# which of these gear drives do u like better?



## ballistic (Jul 4, 2012)

hey all i'm about to buy another pw. I think i want to try out a gear drive this time... because they are lighter weight than belt drives. 
So a 2 part question ... what do u think of gear drives in general? And anyone know of a hot deal on a rig similar to these ones http://www.jnequipment.com/pressure_washer_gear.php

About 1500. , free shipping, 13hp honda, gear drive cat pump, aluminum frame.
My choice of 4gpm/3500psi, or 4.5gpm/3200. 

I wasted hours scouring the net for a deal... coupon... demo unit... scratch and dent... refurbs. Nada. Should i just calll and ask for a better deal?

thoughts??:whistling2:


----------



## mpminter (Mar 21, 2011)

I don't know much about gear drives, but I know that there's alot of guys around here who don't care too much for Cat pumps. General seems to be a really reliable unit that's easy to maintain according to those with experience. I actually have an old General pump on my belt drive that I just repacked myself for the first time. I had never done anything like that before, and I did the packings and valves with no problem at all. Do a search on Cat pumps and see what some of the guys are saying.


----------



## ballistic (Jul 4, 2012)

mpminter said:


> I don't know much about gear drives, but I know that there's alot of guys around here who don't care too much for Cat pumps. General seems to be a really reliable unit that's easy to maintain according to those with experience. I actually have an old General pump on my belt drive that I just repacked myself for the first time. I had never done anything like that before, and I did the packings and valves with no problem at all. Do a search on Cat pumps and see what some of the guys are saying.
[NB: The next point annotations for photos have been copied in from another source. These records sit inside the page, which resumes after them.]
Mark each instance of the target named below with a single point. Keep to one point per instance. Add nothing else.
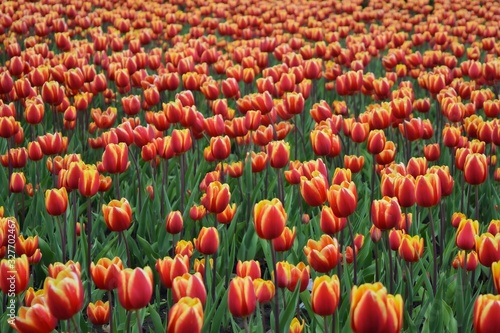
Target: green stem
(276, 296)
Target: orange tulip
(264, 290)
(217, 197)
(322, 255)
(325, 295)
(343, 198)
(64, 294)
(411, 248)
(385, 213)
(248, 268)
(98, 312)
(485, 315)
(170, 268)
(269, 218)
(428, 190)
(186, 316)
(242, 300)
(135, 288)
(117, 215)
(14, 275)
(190, 286)
(106, 273)
(207, 242)
(373, 310)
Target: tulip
(343, 198)
(35, 318)
(135, 288)
(411, 248)
(466, 233)
(269, 218)
(248, 268)
(279, 154)
(14, 274)
(385, 213)
(88, 183)
(322, 255)
(117, 215)
(373, 310)
(207, 242)
(428, 190)
(241, 297)
(106, 273)
(264, 290)
(64, 294)
(485, 315)
(475, 169)
(98, 312)
(115, 158)
(285, 241)
(472, 260)
(188, 285)
(488, 248)
(217, 197)
(186, 316)
(325, 295)
(174, 222)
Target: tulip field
(249, 166)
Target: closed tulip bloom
(343, 198)
(488, 248)
(296, 326)
(373, 310)
(174, 222)
(314, 190)
(186, 316)
(285, 241)
(376, 141)
(14, 272)
(329, 223)
(248, 268)
(242, 300)
(472, 260)
(466, 233)
(56, 201)
(184, 248)
(207, 242)
(17, 182)
(221, 147)
(411, 248)
(64, 294)
(475, 169)
(98, 312)
(485, 315)
(322, 255)
(354, 163)
(299, 275)
(385, 213)
(428, 190)
(325, 295)
(170, 268)
(35, 318)
(115, 158)
(190, 285)
(269, 218)
(88, 183)
(117, 215)
(279, 154)
(106, 273)
(135, 288)
(217, 197)
(264, 290)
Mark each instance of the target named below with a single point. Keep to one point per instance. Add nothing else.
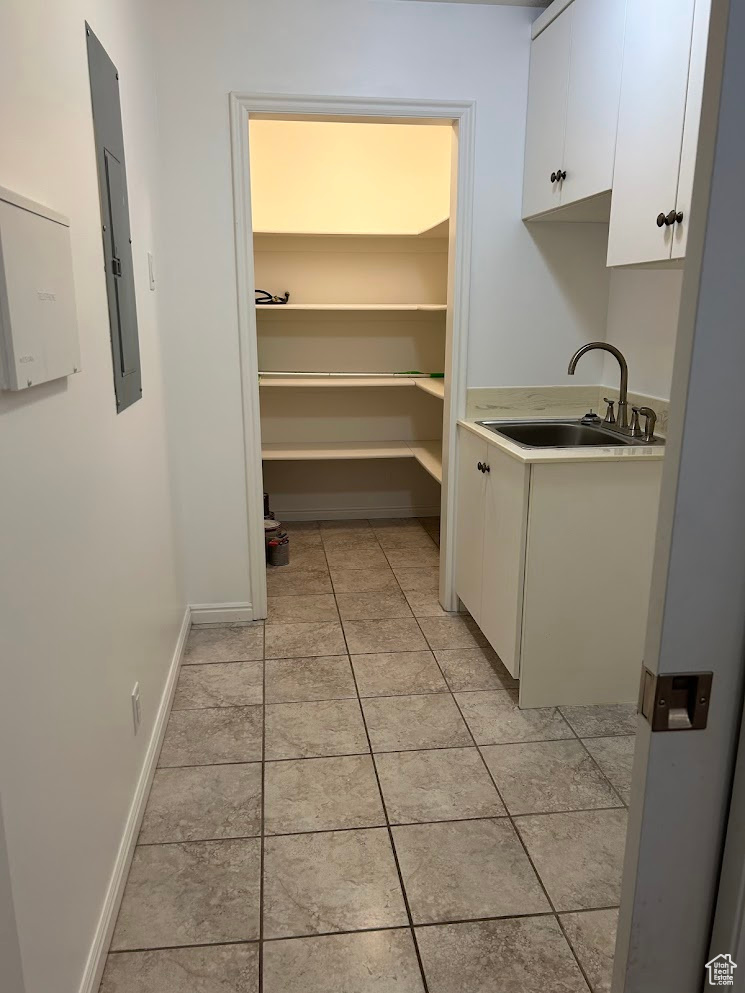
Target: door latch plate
(677, 701)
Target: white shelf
(424, 307)
(326, 380)
(306, 450)
(436, 387)
(427, 453)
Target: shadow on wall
(11, 400)
(10, 955)
(574, 255)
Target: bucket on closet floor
(279, 551)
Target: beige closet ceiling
(349, 178)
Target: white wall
(329, 177)
(643, 323)
(90, 597)
(529, 301)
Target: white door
(469, 538)
(650, 129)
(547, 102)
(505, 526)
(682, 784)
(699, 43)
(592, 103)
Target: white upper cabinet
(661, 88)
(594, 90)
(575, 79)
(546, 127)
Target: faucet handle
(650, 422)
(610, 417)
(635, 431)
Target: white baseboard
(221, 613)
(102, 939)
(354, 513)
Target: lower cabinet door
(505, 530)
(469, 549)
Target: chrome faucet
(622, 420)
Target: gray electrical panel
(117, 243)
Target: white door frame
(682, 781)
(461, 115)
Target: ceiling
(512, 3)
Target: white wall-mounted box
(38, 321)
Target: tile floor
(348, 800)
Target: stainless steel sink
(562, 434)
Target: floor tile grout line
(372, 930)
(394, 853)
(379, 751)
(592, 757)
(380, 824)
(372, 826)
(599, 768)
(519, 837)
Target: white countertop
(621, 453)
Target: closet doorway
(351, 388)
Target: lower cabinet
(554, 563)
(492, 523)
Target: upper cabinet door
(594, 91)
(650, 129)
(547, 108)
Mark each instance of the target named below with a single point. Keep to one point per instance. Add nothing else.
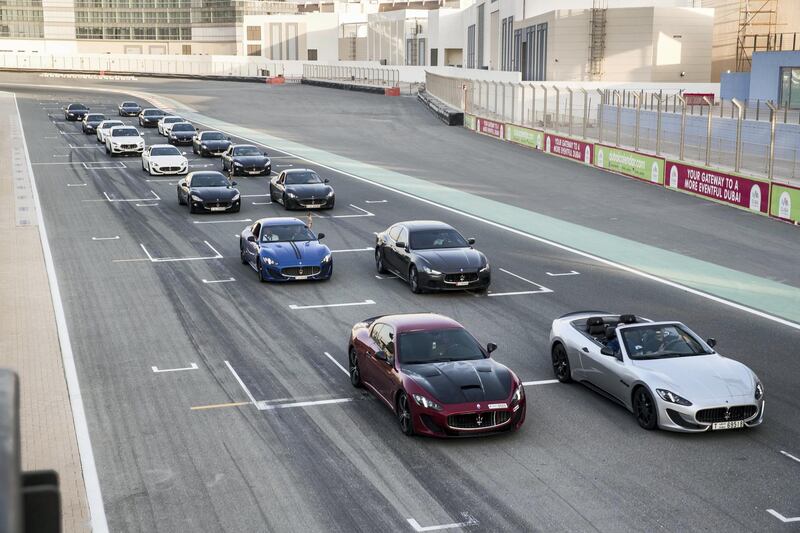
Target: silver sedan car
(662, 372)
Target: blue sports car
(284, 249)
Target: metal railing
(653, 122)
(379, 76)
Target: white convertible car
(662, 372)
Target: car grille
(293, 272)
(726, 414)
(483, 420)
(461, 277)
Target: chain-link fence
(752, 137)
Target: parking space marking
(241, 383)
(784, 519)
(192, 366)
(222, 221)
(335, 362)
(175, 259)
(320, 306)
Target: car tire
(354, 370)
(561, 367)
(404, 415)
(644, 408)
(379, 266)
(413, 280)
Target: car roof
(419, 322)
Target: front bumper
(684, 419)
(467, 420)
(293, 272)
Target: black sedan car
(208, 190)
(431, 255)
(246, 159)
(182, 133)
(129, 109)
(73, 112)
(149, 117)
(301, 188)
(210, 143)
(90, 122)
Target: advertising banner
(785, 202)
(526, 136)
(469, 122)
(728, 188)
(569, 148)
(490, 127)
(631, 164)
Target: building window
(254, 33)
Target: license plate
(734, 424)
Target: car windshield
(436, 238)
(246, 150)
(437, 346)
(286, 233)
(302, 178)
(210, 180)
(125, 132)
(660, 341)
(165, 150)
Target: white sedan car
(165, 124)
(160, 159)
(104, 127)
(124, 140)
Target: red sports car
(435, 376)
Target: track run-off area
(217, 403)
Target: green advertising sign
(469, 121)
(525, 136)
(785, 203)
(631, 164)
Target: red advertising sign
(570, 148)
(720, 186)
(490, 127)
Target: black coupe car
(210, 143)
(208, 190)
(246, 159)
(301, 188)
(431, 255)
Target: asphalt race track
(222, 445)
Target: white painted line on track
(262, 406)
(570, 273)
(335, 362)
(94, 496)
(222, 221)
(192, 366)
(241, 383)
(784, 519)
(790, 456)
(351, 304)
(176, 259)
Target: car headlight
(671, 397)
(759, 390)
(425, 402)
(519, 394)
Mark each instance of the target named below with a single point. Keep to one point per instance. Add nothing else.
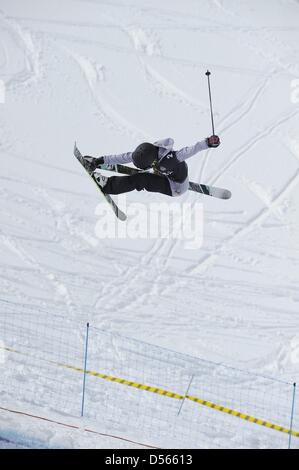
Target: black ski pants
(139, 181)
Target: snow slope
(110, 74)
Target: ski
(119, 214)
(213, 191)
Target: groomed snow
(111, 74)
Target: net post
(85, 365)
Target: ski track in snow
(143, 292)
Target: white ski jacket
(165, 146)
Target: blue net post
(292, 415)
(85, 365)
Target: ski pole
(211, 109)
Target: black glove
(213, 141)
(93, 162)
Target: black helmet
(144, 155)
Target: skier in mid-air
(170, 171)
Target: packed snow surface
(112, 74)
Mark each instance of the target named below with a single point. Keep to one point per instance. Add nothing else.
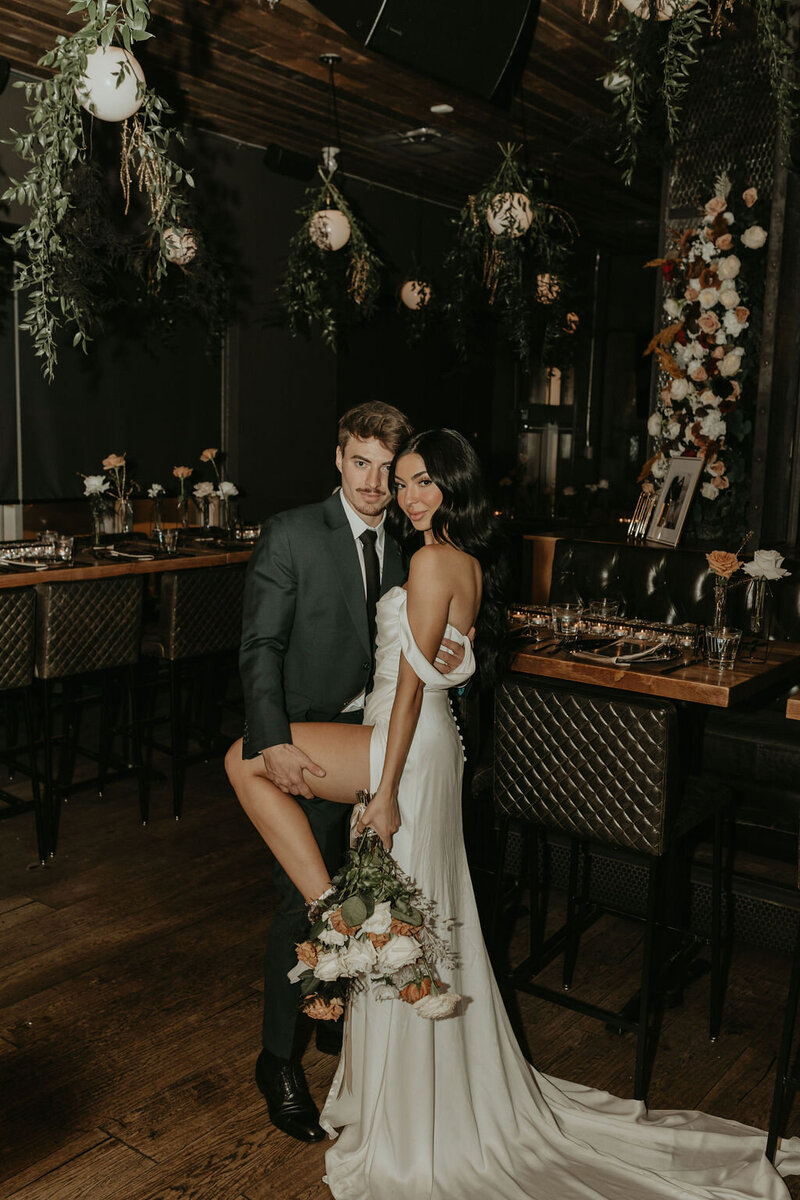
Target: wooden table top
(697, 683)
(88, 567)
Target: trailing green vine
(58, 243)
(655, 55)
(331, 287)
(509, 240)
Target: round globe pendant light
(510, 213)
(109, 87)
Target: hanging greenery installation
(332, 274)
(507, 239)
(68, 238)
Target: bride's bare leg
(343, 751)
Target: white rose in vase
(765, 565)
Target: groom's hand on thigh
(284, 767)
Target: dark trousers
(289, 925)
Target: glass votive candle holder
(566, 619)
(721, 647)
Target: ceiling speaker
(467, 43)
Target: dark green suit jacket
(305, 649)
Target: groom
(307, 654)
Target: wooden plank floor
(130, 1013)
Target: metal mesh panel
(729, 120)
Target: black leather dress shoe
(283, 1086)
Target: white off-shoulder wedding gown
(450, 1109)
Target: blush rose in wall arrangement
(707, 353)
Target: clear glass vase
(122, 516)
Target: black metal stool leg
(785, 1054)
(40, 808)
(648, 965)
(573, 916)
(143, 775)
(178, 738)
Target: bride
(450, 1110)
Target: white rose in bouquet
(397, 953)
(765, 565)
(380, 921)
(328, 966)
(359, 958)
(95, 485)
(731, 364)
(753, 238)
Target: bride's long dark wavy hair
(465, 520)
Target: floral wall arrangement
(707, 353)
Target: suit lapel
(347, 568)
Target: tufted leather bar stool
(601, 769)
(17, 634)
(83, 629)
(199, 622)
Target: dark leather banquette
(753, 747)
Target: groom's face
(365, 477)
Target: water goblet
(566, 619)
(721, 647)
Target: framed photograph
(673, 502)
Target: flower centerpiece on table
(181, 474)
(121, 489)
(373, 927)
(705, 353)
(96, 489)
(764, 567)
(203, 493)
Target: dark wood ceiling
(254, 75)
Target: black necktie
(372, 575)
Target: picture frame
(673, 502)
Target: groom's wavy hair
(374, 419)
(465, 520)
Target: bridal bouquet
(372, 928)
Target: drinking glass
(721, 647)
(566, 619)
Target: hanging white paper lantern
(329, 229)
(180, 246)
(548, 287)
(102, 91)
(510, 213)
(415, 293)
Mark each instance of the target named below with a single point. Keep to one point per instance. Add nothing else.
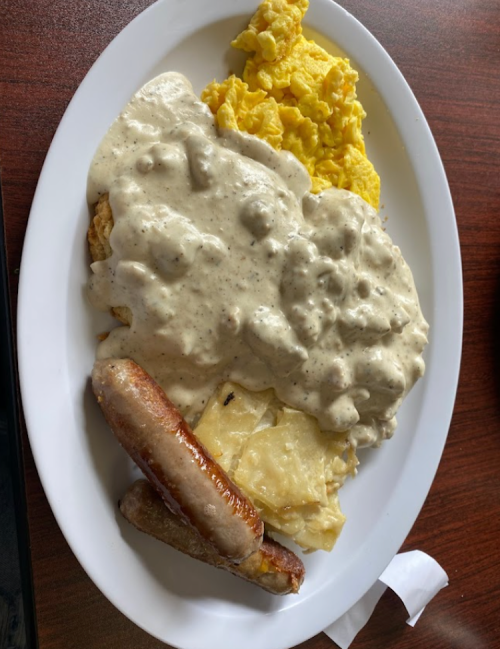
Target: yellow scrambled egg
(298, 97)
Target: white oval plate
(82, 468)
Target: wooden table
(449, 51)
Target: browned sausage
(191, 483)
(273, 567)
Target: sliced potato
(284, 466)
(289, 469)
(231, 416)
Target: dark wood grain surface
(449, 51)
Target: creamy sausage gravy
(233, 270)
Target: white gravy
(234, 271)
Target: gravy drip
(233, 270)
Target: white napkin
(414, 576)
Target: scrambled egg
(278, 456)
(298, 97)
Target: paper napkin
(414, 576)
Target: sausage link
(190, 482)
(273, 567)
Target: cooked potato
(281, 460)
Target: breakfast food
(298, 97)
(272, 567)
(258, 292)
(279, 457)
(233, 270)
(191, 484)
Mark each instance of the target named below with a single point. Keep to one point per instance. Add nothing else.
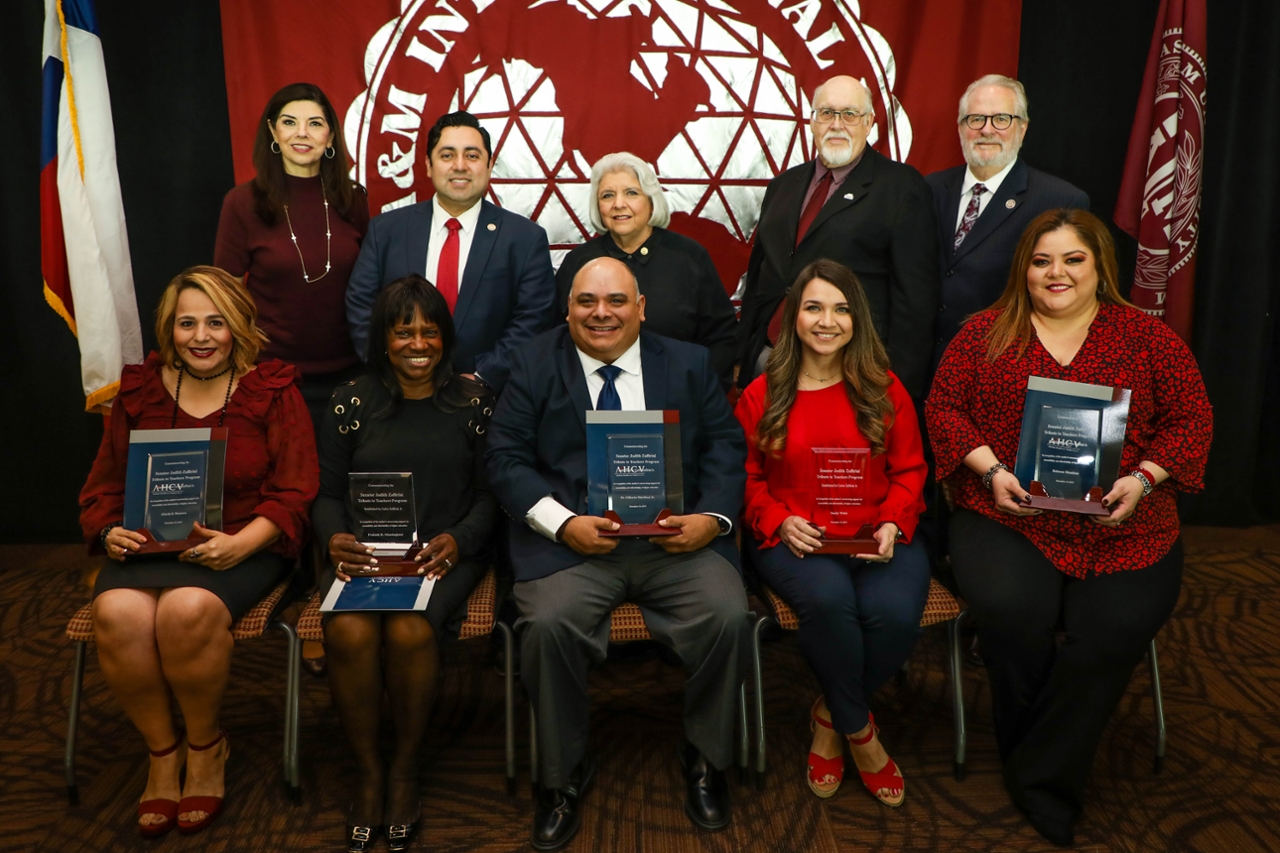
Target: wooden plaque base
(1038, 498)
(640, 530)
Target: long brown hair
(864, 364)
(1014, 324)
(233, 302)
(270, 188)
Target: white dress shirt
(440, 232)
(991, 183)
(549, 515)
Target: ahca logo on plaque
(714, 94)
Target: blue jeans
(858, 620)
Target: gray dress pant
(693, 603)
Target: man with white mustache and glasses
(858, 208)
(982, 208)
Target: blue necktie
(608, 398)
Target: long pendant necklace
(327, 241)
(177, 392)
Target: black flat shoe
(361, 838)
(556, 815)
(705, 789)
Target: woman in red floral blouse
(827, 387)
(163, 626)
(1107, 582)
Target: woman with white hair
(684, 295)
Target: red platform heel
(823, 769)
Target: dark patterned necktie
(608, 398)
(970, 215)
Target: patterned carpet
(1219, 789)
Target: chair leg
(759, 702)
(958, 694)
(1159, 701)
(292, 701)
(510, 705)
(73, 724)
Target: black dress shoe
(556, 815)
(705, 789)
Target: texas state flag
(85, 247)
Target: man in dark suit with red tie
(856, 206)
(983, 206)
(492, 265)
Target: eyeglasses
(826, 115)
(1000, 121)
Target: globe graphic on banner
(714, 96)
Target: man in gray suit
(983, 206)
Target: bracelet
(991, 474)
(1143, 477)
(106, 530)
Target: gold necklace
(327, 235)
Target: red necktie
(447, 270)
(816, 201)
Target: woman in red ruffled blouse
(827, 387)
(163, 626)
(1107, 582)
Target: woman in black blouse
(684, 295)
(411, 413)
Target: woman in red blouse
(827, 386)
(163, 626)
(1107, 582)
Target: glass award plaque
(173, 480)
(634, 473)
(1070, 445)
(385, 516)
(837, 489)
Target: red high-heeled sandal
(210, 806)
(819, 767)
(887, 778)
(165, 808)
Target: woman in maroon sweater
(827, 387)
(1107, 582)
(293, 232)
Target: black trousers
(1051, 701)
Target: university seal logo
(712, 92)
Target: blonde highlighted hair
(233, 302)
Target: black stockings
(368, 653)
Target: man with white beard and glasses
(858, 208)
(982, 208)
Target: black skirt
(240, 587)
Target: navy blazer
(880, 224)
(974, 276)
(536, 442)
(507, 293)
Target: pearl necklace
(327, 236)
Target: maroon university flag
(1160, 195)
(713, 94)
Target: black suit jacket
(507, 291)
(880, 224)
(974, 276)
(538, 439)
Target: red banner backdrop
(714, 94)
(1160, 195)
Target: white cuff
(548, 516)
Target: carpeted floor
(1217, 793)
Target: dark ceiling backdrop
(1082, 64)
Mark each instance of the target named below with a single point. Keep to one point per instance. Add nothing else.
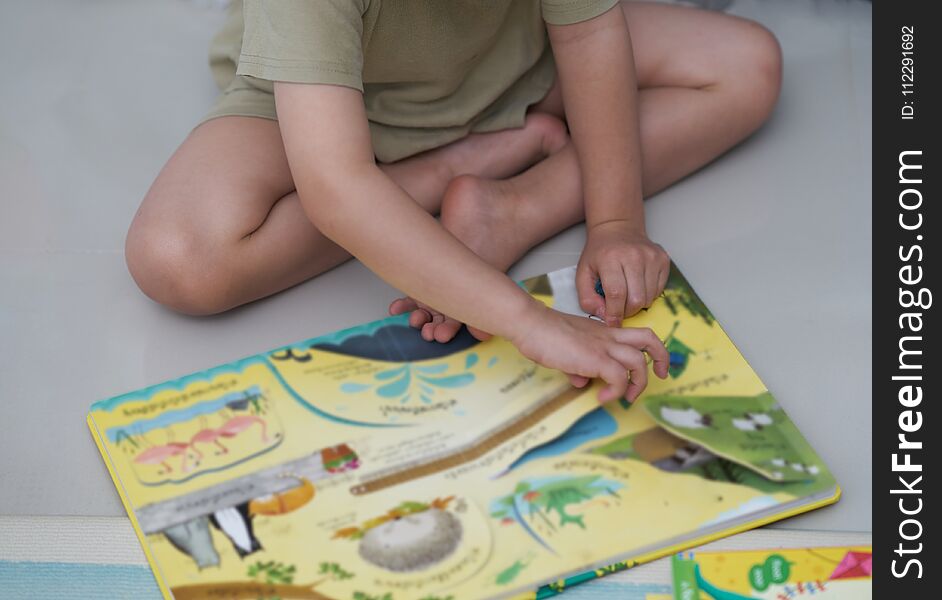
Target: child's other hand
(632, 268)
(585, 349)
(433, 325)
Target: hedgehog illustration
(412, 542)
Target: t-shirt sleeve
(567, 12)
(304, 41)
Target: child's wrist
(525, 320)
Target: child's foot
(505, 153)
(483, 214)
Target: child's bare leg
(706, 82)
(222, 226)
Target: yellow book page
(357, 466)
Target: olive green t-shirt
(431, 71)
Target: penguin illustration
(235, 523)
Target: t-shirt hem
(297, 72)
(576, 11)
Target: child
(391, 111)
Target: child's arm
(354, 203)
(597, 75)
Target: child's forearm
(355, 204)
(597, 74)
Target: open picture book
(369, 464)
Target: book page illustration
(371, 464)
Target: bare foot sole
(483, 214)
(486, 155)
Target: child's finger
(479, 334)
(447, 330)
(615, 375)
(589, 300)
(637, 291)
(650, 285)
(577, 380)
(616, 292)
(419, 318)
(647, 341)
(402, 305)
(662, 277)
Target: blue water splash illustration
(409, 381)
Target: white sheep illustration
(688, 418)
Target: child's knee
(762, 56)
(172, 268)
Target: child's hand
(632, 268)
(584, 349)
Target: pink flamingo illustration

Yes my understanding also it seems most ppl like general better because cheaper parts and solid from day one. I guess my real question is what do ppl think of gear drive setups, whether cat or general? I like that they are 40lbs lighter than beltdrives, but are they realizable enough? Changing gear oil can't be too hard.


----------



## PressurePros (May 6, 2007)

I have high flow machines with gear drives. I haven't had any problems. They draw water from tanks well. Go with the 4.5 gpm.


----------



## ballistic (Jul 4, 2012)

ya 4.5 is what i'm thinking also... more water, right??
i called those guys today and asked a few questens about how/why the different outputs on each model. they said its the exact same pump and everything on both, and so therefore it must just be that the nozzle tips are slightly bigger on one of them. Makes sense i guess.


----------



## PressurePros (May 6, 2007)

ballistic said:


> ya 4.5 is what i'm thinking also... more water, right??
> i called those guys today and asked a few questens about how/why the different outputs on each model. they said its the exact same pump and everything on both, and so therefore it must just be that the nozzle tips are slightly bigger on one of them. Makes sense i guess.


The difference may be in the gear drive and how fast it spins the pump.


----------